Spotlight on colorectal cancer screening intervals
Patients with a complete, negative colonoscopy had reduced risk of colorectal cancer for more than 15 years, one study found, while another found that early-onset colorectal cancer doesn't require more frequent follow-up surveillance than average-onset cases.
Two recent studies analyzed colon cancer screening intervals.
The first study, published by The Lancet Gastroenterology & Hepatology on May 15, aimed to estimate how long patients remain at reduced risk of colorectal cancer incidence and mortality after a complete, negative colonoscopy. The population-based cohort study included more than 7 million Canadian patients ages 50 to 65 years between Jan. 1, 1994, to Dec. 31, 2017, with a median follow-up of 12.56 years. Overall, 90,532 (1.7%) patients were diagnosed with colorectal cancer and 44,088 (0.8%) died of colorectal cancer. Compared to those with no complete colonoscopy, risk of colorectal cancer was reduced in patients who had a complete negative colonoscopy within five years, five to 10 years, 10 to 15 years, or less than 15 years, after adjustment for age, sex, comorbidity, income, and immigration status. Even among those who had had a colonoscopy more than 15 years earlier, the risk reduction was significant (hazard ratios [HR], 0.62 [95% CI, 0.51 to 0.77] for women and 0.57 [95% CI, 0.46 to 0.70] for men). Results were similar for colorectal cancer mortality.

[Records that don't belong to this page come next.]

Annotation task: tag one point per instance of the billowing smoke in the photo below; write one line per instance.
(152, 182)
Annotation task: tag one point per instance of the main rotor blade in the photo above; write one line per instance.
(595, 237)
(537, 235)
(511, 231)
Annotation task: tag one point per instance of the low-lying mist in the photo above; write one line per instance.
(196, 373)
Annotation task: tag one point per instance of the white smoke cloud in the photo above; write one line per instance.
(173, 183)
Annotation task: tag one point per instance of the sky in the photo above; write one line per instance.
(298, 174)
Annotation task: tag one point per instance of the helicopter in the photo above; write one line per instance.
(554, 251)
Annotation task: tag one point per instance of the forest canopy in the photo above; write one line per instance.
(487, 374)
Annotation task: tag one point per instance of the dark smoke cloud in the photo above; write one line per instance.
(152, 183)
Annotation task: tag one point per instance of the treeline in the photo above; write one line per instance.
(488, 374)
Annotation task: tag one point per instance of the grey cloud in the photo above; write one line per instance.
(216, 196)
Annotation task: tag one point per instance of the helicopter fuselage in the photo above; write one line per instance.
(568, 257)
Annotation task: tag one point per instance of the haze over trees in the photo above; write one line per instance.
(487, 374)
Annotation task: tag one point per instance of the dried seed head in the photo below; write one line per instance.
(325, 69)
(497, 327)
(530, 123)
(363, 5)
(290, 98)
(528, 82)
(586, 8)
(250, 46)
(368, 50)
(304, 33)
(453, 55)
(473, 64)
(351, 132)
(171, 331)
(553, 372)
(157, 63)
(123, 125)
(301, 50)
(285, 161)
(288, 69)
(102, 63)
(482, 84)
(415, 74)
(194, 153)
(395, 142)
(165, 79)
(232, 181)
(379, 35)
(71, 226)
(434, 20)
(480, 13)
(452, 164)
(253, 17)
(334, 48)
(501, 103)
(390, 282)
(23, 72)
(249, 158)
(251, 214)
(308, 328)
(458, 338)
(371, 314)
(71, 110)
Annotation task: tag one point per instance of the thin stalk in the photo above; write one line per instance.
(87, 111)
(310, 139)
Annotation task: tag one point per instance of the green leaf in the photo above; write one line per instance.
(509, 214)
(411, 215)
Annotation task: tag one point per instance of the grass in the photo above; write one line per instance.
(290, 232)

A colonoscopy with intervention was associated with lower risk for up to 10 years for women (HR, 0.70 [95% CI, 0.63 to 0.77]) and up to 15 years for men (HR, 0.62 [95% CI, 0.53 to 0.72]).
"Our results, examining one of the largest population-based cohorts to date, show that those who receive a complete negative colonoscopy have a lower risk of colorectal cancer incidence and mortality that extends beyond 10 years compared with those who do not have a complete colonoscopy," said the study authors, who suggested reconsideration of current screening guidelines. "In addition to the need to consider more prolonged rescreening intervals, our results also suggest that risk reduction after a complete negative colonoscopy was more pronounced in male individuals than female individuals, which might suggest different strategies are needed by sex."
An accompanying editorial noted several limitations, including lack of data on lifestyle risk factors for colorectal cancer or the indication for and quality of baseline colonoscopy. "An overarching recommendation to extend colonoscopy intervals could, therefore, pose an unacceptable risk for a subset of individuals but will be safe for those individuals who received a high-quality colonoscopy performed by a high quality endoscopist," the editorialists said.
The second study, published by Clinical Gastroenterology and Hepatology on May 8, focused on patients with colorectal cancer diagnosed before age 50 years. It included 1,259 patients with colorectal cancer from one U.S. cancer center; 612 had early-onset cancer (before age 50 years) and 647 had onset at an average age. Average follow-up time from surgical resection to first surveillance colonoscopy was 12.6 months in both groups. However, the early-onset patients had a decreased risk of developing advanced neoplasia between surgery and first surveillance colonoscopy (hazard ratio, 0.71 [95% CI, 0.52 to 1.0]). Fewer early-onset patients had advanced neoplasia on surveillance colonoscopy than average-age patients (12.4% vs. 16.0%). Early-onset patients returned sooner for subsequent surveillance but did not have more cancers, advanced adenomas, or nonadvanced adenomas than older patients.
The study authors noted that there are no surveillance guidelines in the U.S. for patients with early-onset colorectal cancer but that an international group has recommended younger patients undergo surveillance at the same intervals as older patients, which this new evidence supports. The more frequent surveillance seen among younger patients in this study may have negative outcomes such as surveillance fatigue and decreased long-term adherence, as well as increasing health care costs, the authors said. They did note that patients with abnormal findings on surveillance were found to be at higher risk going forward. "Individual and personalized strategies should be adopted for these patients based on the individual's risk profile and clinical history," they wrote.